Thousands of students in Wales will get lower exam results than their teaches recommended because schools were too generous, Qualifications Wales has said.
If followers a political falling-out in Scotland after a quarter of grades were revised downwards there.
Scottish Labour’s education spokesperson Iain Gray had accused the Scottish Qualifications Authority of treating teachers’ professional judgement “with contempt” in adjusting grades down.
But the Labour Government in Wales could face a similar scenario after Wales’ schools were too generous assessing GCSE and A-level grades in the absence of exams.
Qualifications Wales has said that nearly one in four students (25%) would have received an A* or A in their GCSE results if they had accepted the Centre Assessment Grades grades recommended by teachers.
That compares to only 17.9% of pupils in 2019.
At A-level, 40.4% achieved A*s and As recommended by teachers when last year only 27% achieved those grades through exams.
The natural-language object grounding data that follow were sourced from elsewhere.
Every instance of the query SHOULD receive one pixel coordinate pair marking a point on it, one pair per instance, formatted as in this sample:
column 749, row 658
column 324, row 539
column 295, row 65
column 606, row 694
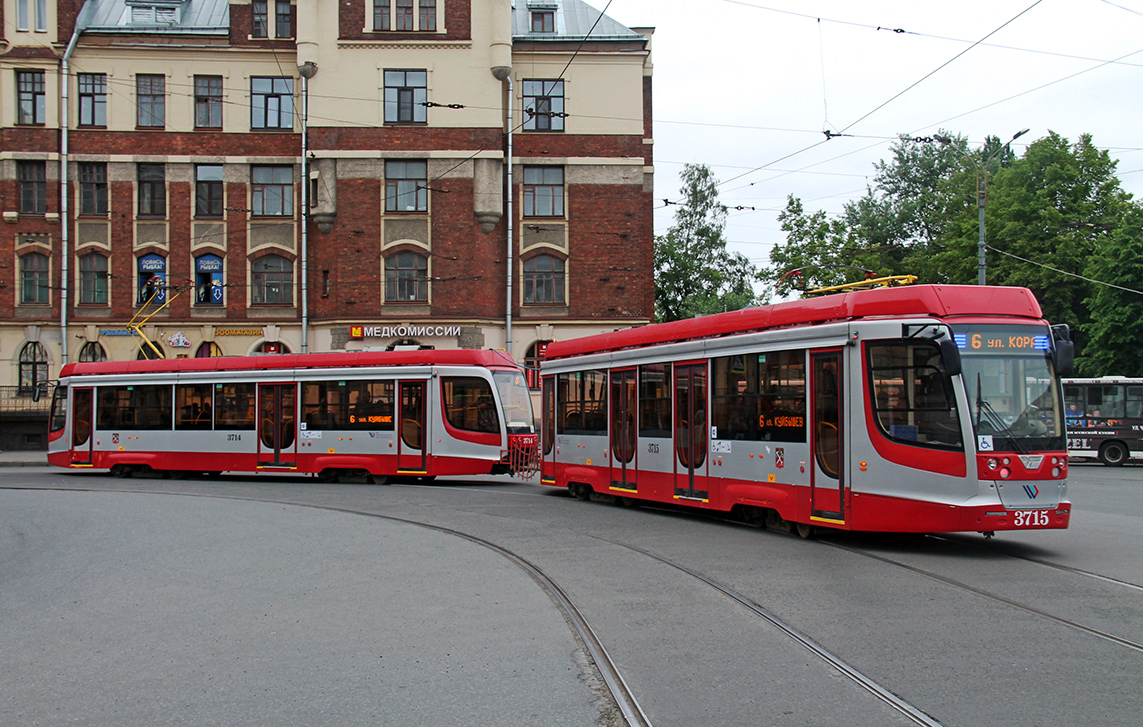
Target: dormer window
column 543, row 21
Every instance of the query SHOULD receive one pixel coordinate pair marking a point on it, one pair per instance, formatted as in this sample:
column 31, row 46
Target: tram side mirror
column 1064, row 358
column 951, row 356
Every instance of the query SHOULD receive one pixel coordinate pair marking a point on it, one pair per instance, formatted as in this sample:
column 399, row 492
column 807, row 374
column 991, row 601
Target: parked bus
column 920, row 408
column 337, row 415
column 1104, row 418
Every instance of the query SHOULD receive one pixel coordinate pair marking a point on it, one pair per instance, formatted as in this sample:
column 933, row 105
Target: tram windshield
column 516, row 400
column 1012, row 385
But some students will receive higher-than-expected grades where teachers had been too harsh, Qualification Wales said.
Teenagers will receive their A level results on Thursday, August 13, and the GCSE results will be published the following Thursday, August 20.
‘Not a criticism’
Qualifications Wales Chief Executive Philip Blaker said that changes of the magnitude seen in the teacher’s grades were unprecedented and unchecked would not be credible.
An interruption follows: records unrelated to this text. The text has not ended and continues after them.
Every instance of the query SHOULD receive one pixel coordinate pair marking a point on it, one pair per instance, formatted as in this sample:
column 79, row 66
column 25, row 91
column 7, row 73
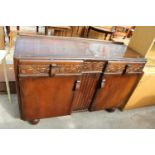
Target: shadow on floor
column 11, row 109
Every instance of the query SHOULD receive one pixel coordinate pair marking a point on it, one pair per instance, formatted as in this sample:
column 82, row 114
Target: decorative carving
column 135, row 68
column 66, row 68
column 115, row 67
column 93, row 66
column 34, row 69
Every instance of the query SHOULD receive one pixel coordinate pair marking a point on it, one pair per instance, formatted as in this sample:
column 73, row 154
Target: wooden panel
column 122, row 67
column 83, row 96
column 115, row 92
column 115, row 67
column 135, row 67
column 144, row 94
column 46, row 97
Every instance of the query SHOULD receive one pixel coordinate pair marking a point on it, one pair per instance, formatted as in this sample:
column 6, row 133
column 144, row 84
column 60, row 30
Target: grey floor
column 137, row 118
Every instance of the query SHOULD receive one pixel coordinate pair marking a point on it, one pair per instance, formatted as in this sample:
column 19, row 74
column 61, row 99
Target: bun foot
column 110, row 110
column 34, row 122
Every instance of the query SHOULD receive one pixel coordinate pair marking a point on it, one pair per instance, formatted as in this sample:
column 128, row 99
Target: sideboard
column 56, row 76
“They would also be at odds with our aim that results this year at a national level are broadly similar to previous years – something that most people agreed with when we consulted on our aims,” he said.
“On the whole CAGs were generous and there was also evidence of inconsistency between exam centres.
“This is in no way a criticism of teachers as there was no opportunity amid the pandemic to train them. Wales is no different to many other nations where this year has required a shift from externally assessed exams to calculating grades.
“Our analysis shows a clear difference between CAGs and exam results in previous years highlighting the need for standardisation to secure fairness for learners.”